The board includes a 74245 bidirectional transceiver to implement the byte-wide bidirectional data bus. A second 74245 transceiver is used as a unidirectional buffer to power the C\*RAM data

outputs.

#### **6.2 Test Software**

The 1000 line test program CRAMTest was developed using the BASICA (or GWBASIC) interpreter. Although this is a fairly primitive environment, it was available and adequate for writing a test program. The main disadvantage is the difficulty to modify source code since this sometimes requires line renumbering. Under the PC Windows environment though, this disadvantage is alleviated since the source code can be edited in a separate text editor window, outside the BASICA interpreter window (obviously, the source code has to be reloaded afterwards).

As a general idea, the test program is in fact a sketch of a C\*RAM development system. The important restriction is that C\*RAM programs cannot be emulated by this "sketch", it can only execute single instructions in an interactive manner. The program offers a menu of memory and C\*RAM instructions, and executes the selected operation after the appropriate parameters have been entered.
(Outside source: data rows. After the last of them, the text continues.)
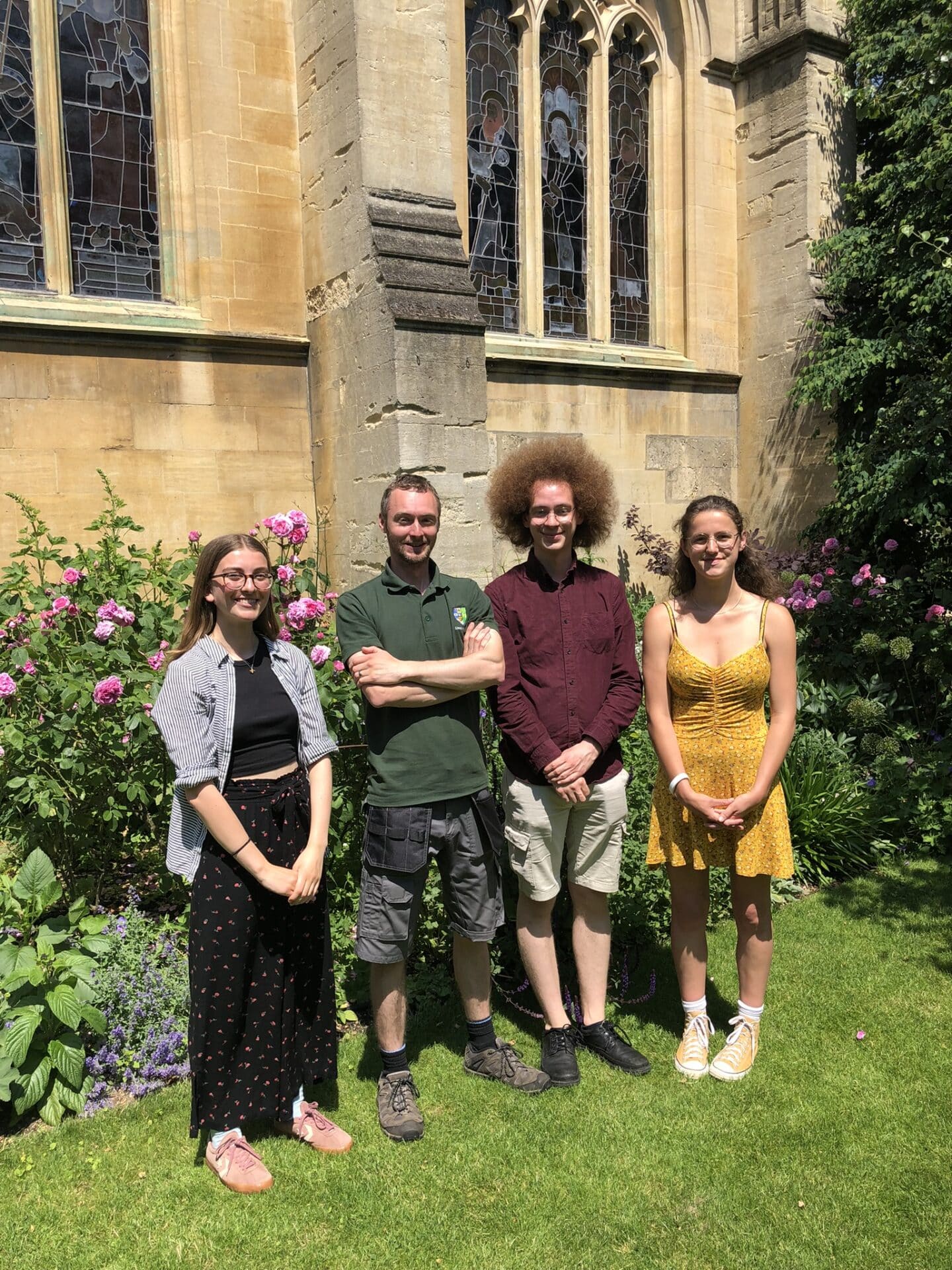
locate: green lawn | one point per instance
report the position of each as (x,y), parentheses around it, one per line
(834,1152)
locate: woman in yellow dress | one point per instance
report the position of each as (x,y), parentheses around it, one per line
(710,656)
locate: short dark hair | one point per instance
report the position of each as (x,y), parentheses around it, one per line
(412,482)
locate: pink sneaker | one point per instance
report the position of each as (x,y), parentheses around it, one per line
(317,1130)
(238,1165)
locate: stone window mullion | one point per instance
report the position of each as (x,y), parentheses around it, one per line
(51,155)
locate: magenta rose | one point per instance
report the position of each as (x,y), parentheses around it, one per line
(108,691)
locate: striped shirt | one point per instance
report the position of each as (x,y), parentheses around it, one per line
(196,715)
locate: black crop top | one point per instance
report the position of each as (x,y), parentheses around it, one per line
(266,719)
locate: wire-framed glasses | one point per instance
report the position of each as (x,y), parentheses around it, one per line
(234,579)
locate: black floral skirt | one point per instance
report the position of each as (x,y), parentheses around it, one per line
(263,1016)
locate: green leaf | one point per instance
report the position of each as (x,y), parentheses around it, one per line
(16,960)
(63,1003)
(36,1085)
(69,1057)
(36,878)
(17,1038)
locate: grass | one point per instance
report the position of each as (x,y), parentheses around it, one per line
(834,1152)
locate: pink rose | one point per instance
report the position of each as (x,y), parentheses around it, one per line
(108,691)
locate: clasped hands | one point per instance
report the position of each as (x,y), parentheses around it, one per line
(567,774)
(376,668)
(717,813)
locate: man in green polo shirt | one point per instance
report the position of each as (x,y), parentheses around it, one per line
(420,646)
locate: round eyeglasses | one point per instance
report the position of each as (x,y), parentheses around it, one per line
(234,579)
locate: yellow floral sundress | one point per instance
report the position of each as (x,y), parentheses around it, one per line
(719,719)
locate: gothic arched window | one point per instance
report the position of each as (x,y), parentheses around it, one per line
(20,234)
(564,74)
(627,140)
(107,108)
(493,159)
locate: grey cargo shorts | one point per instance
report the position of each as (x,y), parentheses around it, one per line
(465,837)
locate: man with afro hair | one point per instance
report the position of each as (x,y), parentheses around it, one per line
(571,686)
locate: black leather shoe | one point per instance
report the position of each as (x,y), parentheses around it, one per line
(612,1046)
(559,1056)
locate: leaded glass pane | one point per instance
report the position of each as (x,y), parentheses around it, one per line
(493,154)
(20,233)
(564,67)
(107,105)
(627,193)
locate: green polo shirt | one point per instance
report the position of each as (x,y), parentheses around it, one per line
(428,753)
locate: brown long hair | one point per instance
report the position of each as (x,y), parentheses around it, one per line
(201,613)
(750,571)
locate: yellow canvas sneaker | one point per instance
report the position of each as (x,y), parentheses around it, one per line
(738,1056)
(691,1056)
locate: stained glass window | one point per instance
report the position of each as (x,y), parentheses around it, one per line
(627,190)
(107,105)
(493,157)
(20,233)
(564,70)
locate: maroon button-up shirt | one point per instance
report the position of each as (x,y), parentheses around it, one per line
(571,667)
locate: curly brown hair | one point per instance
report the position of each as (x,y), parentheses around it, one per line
(752,571)
(553,459)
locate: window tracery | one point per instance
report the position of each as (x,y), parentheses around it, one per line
(20,232)
(493,161)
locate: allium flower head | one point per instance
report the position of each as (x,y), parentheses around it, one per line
(108,691)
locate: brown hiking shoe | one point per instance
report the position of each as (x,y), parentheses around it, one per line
(504,1064)
(238,1165)
(397,1107)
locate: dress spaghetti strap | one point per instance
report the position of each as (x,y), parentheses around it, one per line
(763,619)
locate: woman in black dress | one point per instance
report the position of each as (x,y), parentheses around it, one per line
(240,718)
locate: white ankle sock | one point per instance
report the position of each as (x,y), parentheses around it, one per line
(220,1133)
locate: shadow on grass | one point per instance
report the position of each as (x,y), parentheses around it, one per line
(914,897)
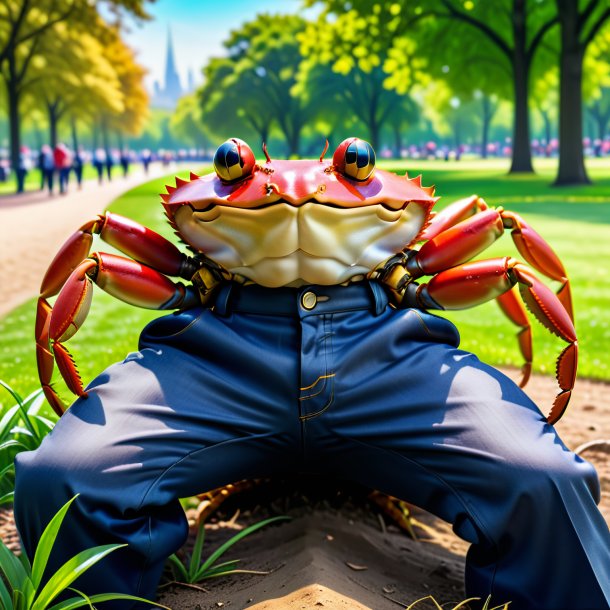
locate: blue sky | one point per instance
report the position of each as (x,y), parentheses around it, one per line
(198,29)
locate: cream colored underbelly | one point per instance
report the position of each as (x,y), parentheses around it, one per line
(286,245)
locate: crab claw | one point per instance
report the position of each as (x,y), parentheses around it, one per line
(551,312)
(473,283)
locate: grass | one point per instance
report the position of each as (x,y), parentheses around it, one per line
(195,569)
(575,220)
(22,587)
(32,180)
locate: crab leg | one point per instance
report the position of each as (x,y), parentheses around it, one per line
(128,236)
(459,229)
(123,278)
(452,214)
(514,310)
(537,252)
(474,283)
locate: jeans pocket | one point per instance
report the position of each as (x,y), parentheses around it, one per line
(171,325)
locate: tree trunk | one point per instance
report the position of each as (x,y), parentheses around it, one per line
(486,124)
(374,129)
(53,120)
(13,95)
(397,142)
(522,154)
(571,155)
(14,125)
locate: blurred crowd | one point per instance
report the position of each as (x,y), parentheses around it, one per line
(60,167)
(540,148)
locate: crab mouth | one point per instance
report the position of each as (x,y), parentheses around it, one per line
(280,244)
(212,211)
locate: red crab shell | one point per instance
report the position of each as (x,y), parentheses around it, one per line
(297,182)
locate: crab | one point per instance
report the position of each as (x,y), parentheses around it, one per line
(299,222)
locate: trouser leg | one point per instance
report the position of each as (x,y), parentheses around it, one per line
(193,410)
(417,418)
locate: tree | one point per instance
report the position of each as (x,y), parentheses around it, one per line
(72,76)
(130,75)
(579,26)
(23,23)
(373,78)
(599,109)
(230,105)
(186,122)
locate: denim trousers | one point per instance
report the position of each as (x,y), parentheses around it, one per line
(327,380)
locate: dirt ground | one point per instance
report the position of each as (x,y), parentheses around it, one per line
(33,226)
(314,560)
(325,557)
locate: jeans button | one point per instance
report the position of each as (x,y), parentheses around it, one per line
(309,300)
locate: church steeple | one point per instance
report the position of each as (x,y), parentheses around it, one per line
(173,88)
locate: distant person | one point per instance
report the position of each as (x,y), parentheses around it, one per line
(47,167)
(99,162)
(125,159)
(109,164)
(63,163)
(77,165)
(23,167)
(146,159)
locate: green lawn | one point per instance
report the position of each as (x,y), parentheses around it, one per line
(576,221)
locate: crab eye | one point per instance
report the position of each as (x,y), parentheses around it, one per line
(355,158)
(233,160)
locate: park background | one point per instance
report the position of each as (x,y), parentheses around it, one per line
(509,99)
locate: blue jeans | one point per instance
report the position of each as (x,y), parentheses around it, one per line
(348,387)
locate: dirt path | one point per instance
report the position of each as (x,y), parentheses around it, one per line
(315,551)
(33,226)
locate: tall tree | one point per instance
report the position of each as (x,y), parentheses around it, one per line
(372,79)
(233,106)
(515,29)
(73,77)
(23,23)
(266,51)
(580,23)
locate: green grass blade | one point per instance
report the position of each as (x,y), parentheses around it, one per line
(12,568)
(195,561)
(77,602)
(179,569)
(467,601)
(216,570)
(70,571)
(229,543)
(8,421)
(6,469)
(34,402)
(12,443)
(7,498)
(428,598)
(12,392)
(47,540)
(20,403)
(6,602)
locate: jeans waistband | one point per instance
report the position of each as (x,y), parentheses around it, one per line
(300,302)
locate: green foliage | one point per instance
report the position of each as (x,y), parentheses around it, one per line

These parameters are translated in bit configurations sent to the data generators. Then, the data generators are activated and the C\*RAM outputs are sampled by the logic analyzer, previously programmed for the appropriate trigger condition. The data sampled by the logic analyzer is read into the GPIB controller, where the test program selects the bit configurations and translates them into memory data.

The following operations can be executed within this environment:

- 1. Memory Write
- 2. Memory Read
- 3. C\*RAM Operate-Write
- 4. Serial Data In (for Cs64p512)
- 5. Serial Data Out (Cs64p512)
- 6. Serial register store (Cs64p512)
- 7. Serial register load (Cs64p512)
- 8. Memory range test

#### 6.2.1 C\*RAM Testing with the CRAMTest Program

This section presents an example sequence of operations used to verify whether a C\*RAM chip is functional. All feed-back from the chip is verified via memory read operations. The read values can be checked in two ways, on the logic analyzer screen, or as values returned by the program (which in turn reads them from the logic analyzer).

a. RAM verification: a sequence of memory write/read operations.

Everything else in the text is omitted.